The settlement means the Army can put behind it another legal case involving the $1.5 billion Stryker brigade of 4,000 soldiers and about 328 of the armored eight-wheeled vehicles.

The unit is deployed to Iraq. The soldiers and vehicles are expected back in Hawai’i in February or March.

“This agreement will afford OHA the opportunity to have a firsthand look at important cultural resources that would not otherwise be accessible to the general public, and to determine whether they were fully addressed in the Army’s prior surveys of areas affected by Stryker activities,” OHA chairwoman Haunani Apoliona said in a statement yesterday.

Col.
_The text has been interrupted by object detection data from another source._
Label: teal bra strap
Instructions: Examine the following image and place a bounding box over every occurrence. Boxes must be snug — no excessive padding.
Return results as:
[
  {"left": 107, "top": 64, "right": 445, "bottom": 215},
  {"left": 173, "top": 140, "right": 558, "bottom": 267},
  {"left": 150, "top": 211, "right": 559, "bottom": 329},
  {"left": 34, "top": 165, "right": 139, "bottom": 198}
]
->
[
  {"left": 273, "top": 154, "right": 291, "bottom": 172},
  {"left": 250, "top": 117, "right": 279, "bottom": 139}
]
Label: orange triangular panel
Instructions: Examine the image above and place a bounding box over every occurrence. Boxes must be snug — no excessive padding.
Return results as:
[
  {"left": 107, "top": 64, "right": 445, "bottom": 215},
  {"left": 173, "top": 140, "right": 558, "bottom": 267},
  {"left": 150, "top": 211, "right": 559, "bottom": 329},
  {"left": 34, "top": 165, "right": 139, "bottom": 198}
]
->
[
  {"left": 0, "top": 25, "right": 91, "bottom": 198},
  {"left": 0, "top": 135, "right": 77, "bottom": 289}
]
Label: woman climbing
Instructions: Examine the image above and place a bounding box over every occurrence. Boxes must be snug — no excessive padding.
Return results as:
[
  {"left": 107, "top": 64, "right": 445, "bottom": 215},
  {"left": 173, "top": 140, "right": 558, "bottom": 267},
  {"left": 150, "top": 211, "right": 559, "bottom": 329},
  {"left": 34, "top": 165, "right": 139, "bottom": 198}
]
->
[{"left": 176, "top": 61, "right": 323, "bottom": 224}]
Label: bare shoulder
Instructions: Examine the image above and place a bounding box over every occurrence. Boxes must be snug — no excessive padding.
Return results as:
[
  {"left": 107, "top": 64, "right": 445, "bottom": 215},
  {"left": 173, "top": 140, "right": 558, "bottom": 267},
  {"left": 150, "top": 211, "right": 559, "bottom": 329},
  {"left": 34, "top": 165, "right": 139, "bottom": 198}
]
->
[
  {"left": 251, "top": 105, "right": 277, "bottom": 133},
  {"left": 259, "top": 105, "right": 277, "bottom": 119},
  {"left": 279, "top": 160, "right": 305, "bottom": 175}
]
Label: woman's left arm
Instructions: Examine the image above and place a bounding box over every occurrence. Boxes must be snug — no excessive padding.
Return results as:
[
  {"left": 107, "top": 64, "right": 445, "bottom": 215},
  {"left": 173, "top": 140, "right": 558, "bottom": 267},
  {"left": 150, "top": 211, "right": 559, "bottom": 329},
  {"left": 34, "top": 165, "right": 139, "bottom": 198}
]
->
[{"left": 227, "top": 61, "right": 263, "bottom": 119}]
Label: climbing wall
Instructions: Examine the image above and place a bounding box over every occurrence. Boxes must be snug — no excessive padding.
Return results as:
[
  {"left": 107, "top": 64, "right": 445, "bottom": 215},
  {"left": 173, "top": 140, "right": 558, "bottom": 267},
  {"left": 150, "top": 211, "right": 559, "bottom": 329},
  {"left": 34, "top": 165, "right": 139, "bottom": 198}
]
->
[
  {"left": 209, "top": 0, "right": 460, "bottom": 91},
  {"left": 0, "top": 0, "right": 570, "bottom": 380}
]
Matthew T. Margotta, commander of U.S. Army Garrison, Hawai’i, said the Army values the “spirit of cooperation and communication with OHA.”

Margotta added that the agreement will “build upon our existing robust programs to identify and care for these cultural and historical resources, while balancing the need for soldier training.”

When it filed the lawsuit, OHA said cultural monitors had been partly responsible for the discovery of historically significant sites and burial grounds that were overlooked by the military’s archaeologists.

On July 22, 2006, an unexploded-ordnance removal crew bulldozed across a buffer protecting Hale’au’au heiau at Schofield, according to cultural monitors hired by the Army.

OHA also said there were other incidents involving displacement and damage of petroglyphs, the filling of a streambed known to contain Native Hawaiian sites and the construction of a road over burial grounds.

The Army in 2001 decided to base a Stryker unit in Hawai’i, and started about $700 million in construction projects.

Based on a separate federal lawsuit, a federal appeals court ruled in 2006 that the Army had not adequately examined alternative locations outside Hawai’i for the fast-strike unit, and ordered the Army to do so.

The decision temporarily halted one of the biggest Army projects in the Islands since World War II.

The end of that lawsuit brought the resumption of about six construction projects related to the Stryker brigade. Work is projected to continue through 2017.